In work done over the last year the Bar Council has conclusively proved to the MoJ that fully engaged junior barristers who do nothing but criminal legal aid work have had significantly declining incomes in each of the last three years. The MoJ now accepts these figures. This is new. It is, I believe, the key reason why the Government has accepted that AGFS should be cut no further. This is a key success of engagement. The same work has identified how the AGFS flattens income and removes the sort of career progression and increasing incomes that is a feature of almost all professions where increasing skill and experience are valued. The only way to sort this out is to design a new system. That work has begun – criminal barristers from all over the country have been quietly and conscientiously engaged in the design process for some time. We are creating a new system that will reward hard work. But such work is not possible if you shriek demands, thump the table and do not engage.

In a decade of being a pupil supervisor, I have been proud to watch the talented young men and women I have tried to help teach develop and flourish. To watch them flee criminal work because they have seen little future in it has been truly depressing. Quality and independence are the two touchstones without with the Bar has no justification for existence. Independence is secured when advocates all compete on the same basis and with the same set of rules. No advocate is automatically good or bad because they are from one profession or another. Advocates (prosecution and defence) are of the quality that the public and clients deserve because of training, experience and dedication that is maintained over the entire course of a career.

I have only been involved in this process since writing large parts of the CBA response on fees in the two consultations in 2013. I have no direct experience of bar politics and meetings before then. I have of course been one of thousands of barristers who have become increasingly cross about the devaluation of our skills and our profession over the two decades or so I have been an advocate. I have no personal knowledge of the inside track of what was talked about at various turning points in our history before being elected Vice Chairman last year. But I sat in meetings with civil servants at the start of last year and saw our arguments being summarily dismissed.
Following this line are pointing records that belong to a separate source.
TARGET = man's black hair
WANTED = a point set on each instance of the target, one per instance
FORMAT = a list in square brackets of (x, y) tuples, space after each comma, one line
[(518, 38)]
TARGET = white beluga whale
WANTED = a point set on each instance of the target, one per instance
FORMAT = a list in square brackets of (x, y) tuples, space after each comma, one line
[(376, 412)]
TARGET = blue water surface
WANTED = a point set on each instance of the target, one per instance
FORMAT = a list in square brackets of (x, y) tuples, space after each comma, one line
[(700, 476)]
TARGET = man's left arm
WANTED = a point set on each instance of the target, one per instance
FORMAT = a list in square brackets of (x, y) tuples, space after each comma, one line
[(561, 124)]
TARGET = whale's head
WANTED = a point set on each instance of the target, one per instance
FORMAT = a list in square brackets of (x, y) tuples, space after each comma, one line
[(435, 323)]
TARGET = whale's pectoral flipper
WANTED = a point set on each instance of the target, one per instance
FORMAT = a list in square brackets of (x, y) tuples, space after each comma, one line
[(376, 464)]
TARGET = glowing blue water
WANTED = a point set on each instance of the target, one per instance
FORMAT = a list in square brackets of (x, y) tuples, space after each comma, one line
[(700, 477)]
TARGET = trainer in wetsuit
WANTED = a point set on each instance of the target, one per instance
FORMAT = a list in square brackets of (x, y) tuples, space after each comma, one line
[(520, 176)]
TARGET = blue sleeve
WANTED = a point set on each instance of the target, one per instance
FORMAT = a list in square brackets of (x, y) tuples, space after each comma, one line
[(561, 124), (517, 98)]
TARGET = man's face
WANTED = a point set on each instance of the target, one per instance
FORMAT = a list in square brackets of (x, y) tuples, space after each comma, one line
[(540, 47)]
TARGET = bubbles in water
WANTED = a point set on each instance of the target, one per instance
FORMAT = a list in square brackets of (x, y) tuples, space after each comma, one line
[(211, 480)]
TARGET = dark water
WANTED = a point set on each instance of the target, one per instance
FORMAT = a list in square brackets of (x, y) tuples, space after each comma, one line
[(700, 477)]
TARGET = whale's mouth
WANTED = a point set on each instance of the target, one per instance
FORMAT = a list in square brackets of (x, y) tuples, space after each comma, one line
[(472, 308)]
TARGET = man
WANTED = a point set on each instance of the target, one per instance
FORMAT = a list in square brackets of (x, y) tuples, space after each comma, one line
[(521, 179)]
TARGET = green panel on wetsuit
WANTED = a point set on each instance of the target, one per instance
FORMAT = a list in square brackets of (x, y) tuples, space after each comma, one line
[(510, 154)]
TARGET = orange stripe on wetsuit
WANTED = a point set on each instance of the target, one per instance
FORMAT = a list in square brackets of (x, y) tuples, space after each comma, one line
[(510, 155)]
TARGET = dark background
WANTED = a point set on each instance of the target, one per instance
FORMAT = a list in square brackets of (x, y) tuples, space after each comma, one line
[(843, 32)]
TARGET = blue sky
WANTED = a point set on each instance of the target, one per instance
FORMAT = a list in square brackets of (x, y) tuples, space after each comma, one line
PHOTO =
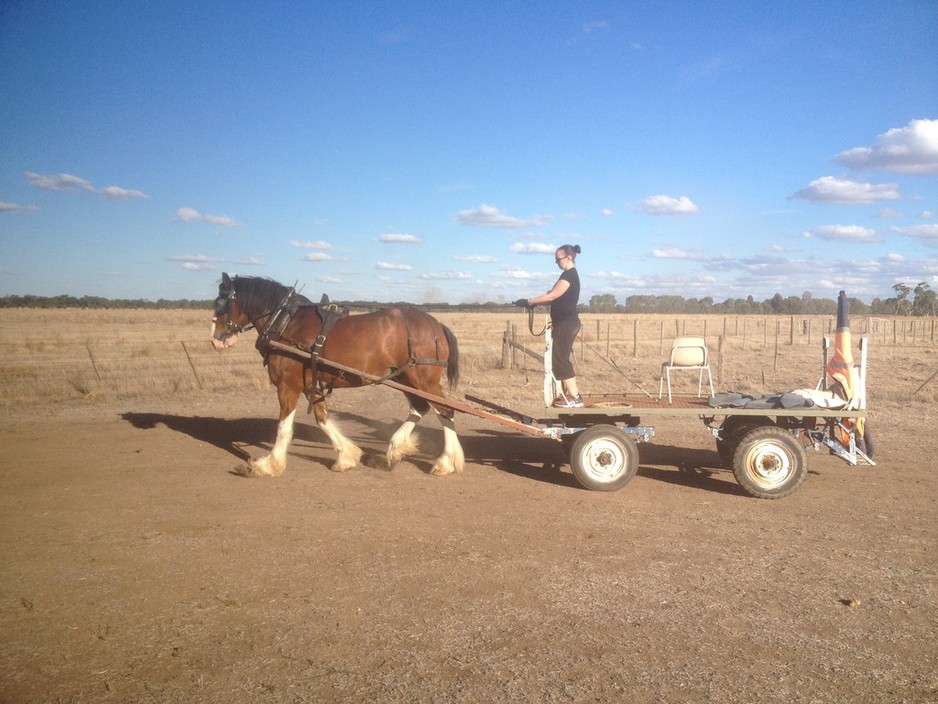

We engaged in “no returns” last year with great determination and courage and succeeded. The cost to the most junior Bar was very high. Since May of last year a great deal has been achieved by engagement. The numbers now show that we were right about what has happened to the junior Bar in recent years. What is more, the concerns we have so often expressed about flight from the Bar by the young (and women in particular) are now accepted by the MoJ. In recent months we have been pressing the MoJ to indicate how it intends to respond to the issues identified in the Jeffrey Report. Work is now well underway that I think will mean concrete proposals to be publicly consulted upon in September this year.

I believe this Lord Chancellor and the MoJ have at last come to see a thriving independent Bar as a crucial component of the Criminal Justice System and we are about to see significant changes that will enable us to survive. This is what you can achieve if you engage.

I urge you all to vote one way or the other.